Pourquoi aller si loin alors que je ne suis pas fichue de contempler mes propres pieds ? Je vais d’abord voir d’où viennent mes pieds et éventuellement, je replongerai plus loin dans le futur.

Ma pomme de la race a un drôle de goût, elle est un peu fade. A moins que ça ne soit mon palais qui ne capte pas bien l’arôme. Le goût est brouillé (non, je ne parle pas d’œuf). Je ne suis pas blanche, ok, cette déconstruction est faite. Je ne suis pas Malgache pour autant – mentalement et culturellement. Mais… ça m’a rendue toute chose de lire à propos du Kabary dans le guide.

Extrait du guide Madagascar et Comores, Lonely Planet, édition française de 1998, page 95 :

Le Kabary, une tradition oratoire hautement respectée, se retrouve aussi bien dans les discours que dans les contes, notamment pendant les hira gasy.

Note : hira ça veut dire « chanson » et gasy c’est « malgache »

Voilà, à la base, ce sont des assemblées politiques où chaque conseiller prenait la parole, puis ça fini par devenir une distraction voire une compétition. Encore un extrait :

Au début du concours, l’orateur commence par une série de proverbes et d’introductions, utilisant allégories, ambiguïtés, métaphores et comparaisons. Il parle ensuite aussi longtemps que possible en évitant d’aborder directement le sujet concerné. Si vous ne connaissez pas bien le malgache, vous ne pourrez pas apprécier à leur juste mesure l’incroyable langage et le talent des intervenants.

Je sais, je sais, ça vous fait un peu penser aux représentants politiques la première partie.
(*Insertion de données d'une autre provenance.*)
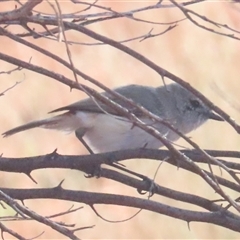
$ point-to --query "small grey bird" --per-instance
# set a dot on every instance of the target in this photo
(109, 132)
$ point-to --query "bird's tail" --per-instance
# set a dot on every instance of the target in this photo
(60, 122)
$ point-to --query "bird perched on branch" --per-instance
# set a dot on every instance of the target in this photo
(103, 129)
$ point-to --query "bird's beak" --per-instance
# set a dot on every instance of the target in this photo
(214, 116)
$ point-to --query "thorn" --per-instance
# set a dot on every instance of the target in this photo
(60, 184)
(29, 175)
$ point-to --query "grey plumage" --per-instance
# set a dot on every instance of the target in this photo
(108, 132)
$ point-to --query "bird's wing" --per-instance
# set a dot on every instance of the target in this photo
(95, 106)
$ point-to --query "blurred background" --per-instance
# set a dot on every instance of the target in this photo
(209, 62)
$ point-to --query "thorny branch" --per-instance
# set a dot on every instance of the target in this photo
(55, 25)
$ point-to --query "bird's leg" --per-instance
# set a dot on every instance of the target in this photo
(96, 169)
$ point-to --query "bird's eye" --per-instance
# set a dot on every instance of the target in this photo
(195, 103)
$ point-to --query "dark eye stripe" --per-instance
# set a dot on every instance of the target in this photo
(195, 103)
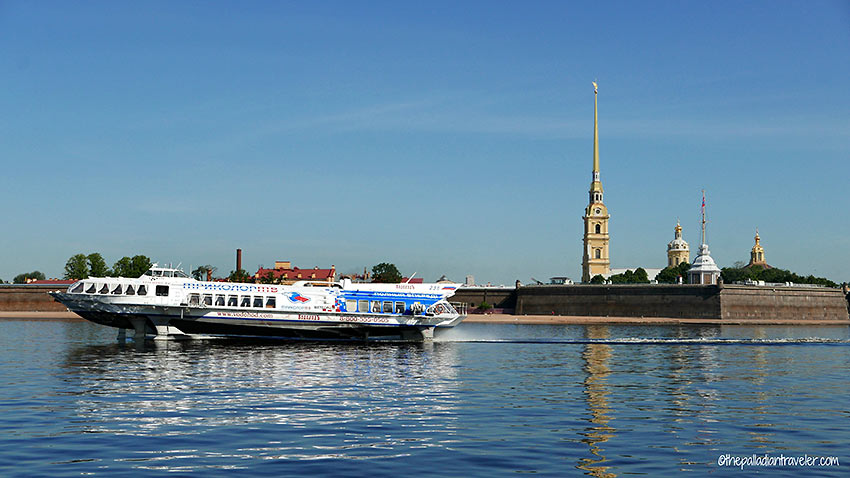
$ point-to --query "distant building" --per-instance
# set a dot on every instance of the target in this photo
(678, 250)
(757, 254)
(595, 259)
(704, 270)
(284, 273)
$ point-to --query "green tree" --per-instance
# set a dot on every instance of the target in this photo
(268, 278)
(122, 267)
(386, 273)
(97, 266)
(239, 276)
(131, 267)
(77, 267)
(22, 278)
(641, 277)
(201, 272)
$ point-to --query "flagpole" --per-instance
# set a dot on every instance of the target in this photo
(703, 216)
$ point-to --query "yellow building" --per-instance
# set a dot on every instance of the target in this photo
(678, 250)
(595, 258)
(757, 254)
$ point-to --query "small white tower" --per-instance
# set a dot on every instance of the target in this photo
(704, 270)
(678, 250)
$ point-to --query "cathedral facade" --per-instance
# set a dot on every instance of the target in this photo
(595, 259)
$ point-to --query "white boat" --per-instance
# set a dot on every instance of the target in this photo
(165, 303)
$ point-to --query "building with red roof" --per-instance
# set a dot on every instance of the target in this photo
(285, 273)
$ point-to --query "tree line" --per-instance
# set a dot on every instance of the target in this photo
(81, 266)
(738, 273)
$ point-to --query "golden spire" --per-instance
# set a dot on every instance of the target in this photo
(595, 134)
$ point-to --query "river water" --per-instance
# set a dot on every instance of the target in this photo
(482, 400)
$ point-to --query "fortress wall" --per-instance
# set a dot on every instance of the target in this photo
(732, 303)
(785, 303)
(29, 298)
(496, 297)
(683, 301)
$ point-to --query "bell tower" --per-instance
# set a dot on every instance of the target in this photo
(595, 259)
(757, 254)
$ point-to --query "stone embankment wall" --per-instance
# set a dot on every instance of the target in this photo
(497, 297)
(762, 303)
(732, 303)
(683, 301)
(29, 298)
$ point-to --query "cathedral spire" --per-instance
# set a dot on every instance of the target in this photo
(595, 135)
(595, 259)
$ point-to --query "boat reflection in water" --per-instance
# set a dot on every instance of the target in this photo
(281, 390)
(596, 357)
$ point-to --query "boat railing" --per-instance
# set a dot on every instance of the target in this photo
(460, 307)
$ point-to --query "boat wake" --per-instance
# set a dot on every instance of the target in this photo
(656, 341)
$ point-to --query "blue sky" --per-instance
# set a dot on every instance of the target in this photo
(446, 137)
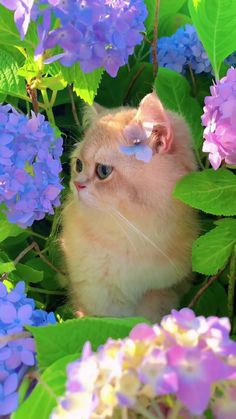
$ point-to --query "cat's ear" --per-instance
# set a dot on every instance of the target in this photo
(154, 119)
(91, 113)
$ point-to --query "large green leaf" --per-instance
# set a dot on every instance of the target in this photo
(174, 92)
(210, 191)
(28, 274)
(166, 6)
(56, 341)
(8, 229)
(168, 24)
(215, 22)
(84, 84)
(212, 250)
(10, 82)
(43, 399)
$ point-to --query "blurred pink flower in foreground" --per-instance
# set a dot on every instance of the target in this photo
(219, 118)
(178, 368)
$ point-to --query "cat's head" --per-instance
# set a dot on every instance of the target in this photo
(104, 177)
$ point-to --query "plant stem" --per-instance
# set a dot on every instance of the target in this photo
(154, 41)
(204, 288)
(73, 107)
(231, 286)
(42, 291)
(174, 412)
(48, 107)
(53, 98)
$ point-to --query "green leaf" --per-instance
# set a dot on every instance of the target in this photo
(168, 24)
(6, 267)
(85, 85)
(43, 398)
(9, 34)
(165, 7)
(8, 229)
(56, 341)
(53, 83)
(211, 251)
(10, 82)
(215, 22)
(210, 191)
(174, 92)
(28, 274)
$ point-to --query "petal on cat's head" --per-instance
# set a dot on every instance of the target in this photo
(155, 122)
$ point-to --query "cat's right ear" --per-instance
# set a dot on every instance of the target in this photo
(91, 113)
(155, 121)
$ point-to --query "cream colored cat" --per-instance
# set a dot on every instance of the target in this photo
(127, 241)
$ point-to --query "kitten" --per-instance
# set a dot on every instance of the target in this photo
(127, 241)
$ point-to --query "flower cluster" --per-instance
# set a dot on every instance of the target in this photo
(16, 356)
(29, 166)
(183, 49)
(22, 15)
(95, 33)
(219, 120)
(185, 365)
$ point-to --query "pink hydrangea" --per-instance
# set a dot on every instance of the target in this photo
(181, 367)
(219, 118)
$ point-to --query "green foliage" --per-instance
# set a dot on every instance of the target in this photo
(10, 83)
(7, 229)
(56, 341)
(44, 397)
(215, 22)
(210, 191)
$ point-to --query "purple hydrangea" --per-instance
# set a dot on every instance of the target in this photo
(22, 15)
(29, 166)
(219, 119)
(94, 33)
(183, 49)
(189, 359)
(16, 356)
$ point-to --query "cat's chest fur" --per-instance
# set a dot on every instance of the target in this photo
(101, 255)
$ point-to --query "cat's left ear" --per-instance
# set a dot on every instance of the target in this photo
(154, 119)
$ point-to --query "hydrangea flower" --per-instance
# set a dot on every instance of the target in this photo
(22, 13)
(16, 310)
(29, 166)
(219, 119)
(172, 367)
(91, 32)
(183, 49)
(96, 33)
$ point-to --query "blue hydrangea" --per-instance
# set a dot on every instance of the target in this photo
(94, 33)
(183, 49)
(29, 166)
(17, 356)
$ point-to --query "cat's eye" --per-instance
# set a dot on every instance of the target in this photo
(103, 170)
(78, 166)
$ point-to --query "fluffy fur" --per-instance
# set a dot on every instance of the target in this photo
(127, 241)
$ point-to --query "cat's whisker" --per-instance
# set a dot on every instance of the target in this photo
(114, 216)
(140, 233)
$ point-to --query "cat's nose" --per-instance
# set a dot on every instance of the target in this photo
(79, 186)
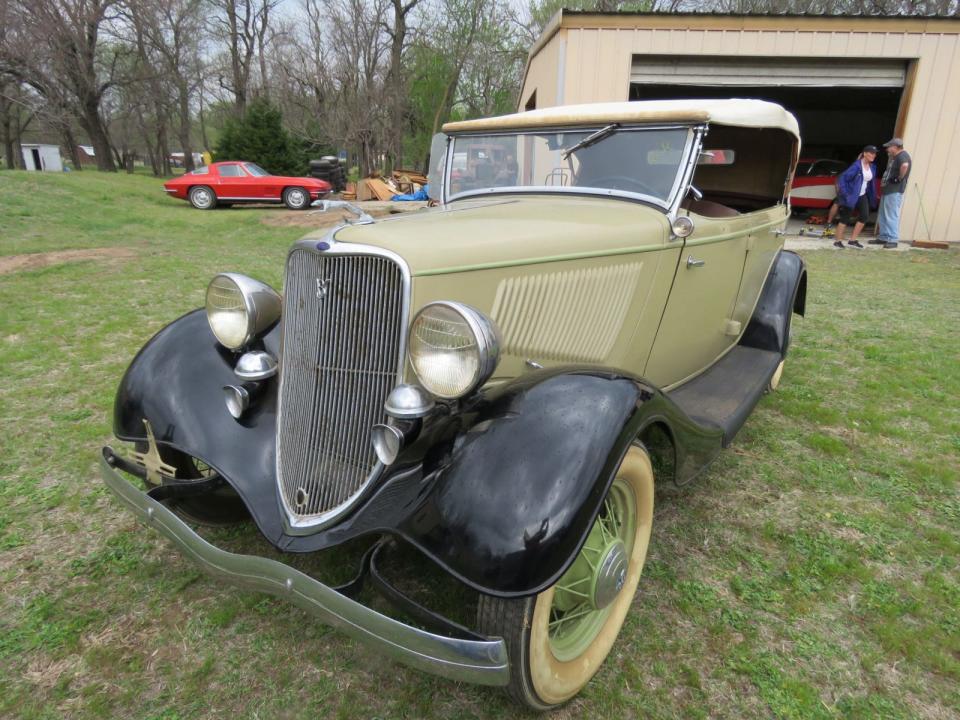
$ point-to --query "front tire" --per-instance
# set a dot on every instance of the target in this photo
(203, 198)
(219, 508)
(558, 639)
(296, 198)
Mais ce qui m’intéresse ici, c’est la richesse du langage. J’aime écrire – autrement, je ne vois pas ce que je fiche sur ce blog. Et donc, en lisant ce passage, j’ai eu un pincement au trognon (restons dans le thème haha !)

Je ne parle pas malgache. Je comprends un peu ce que j’entends, j’arrive à le lire un peu (à haute voix dans ma tête sinon je ne capte rien). Comprendre des noms d’aliments ou des insultes, ça ne me permettra pas de comprendre un Kabary. Je ne parle même pas de l’oral, je déteste l’oral ! C’est un autre sujet, ce n’est pas que réservé au malgache, même en anglais je répugne à ouvrir la bouche. Je privilégie l’écrit.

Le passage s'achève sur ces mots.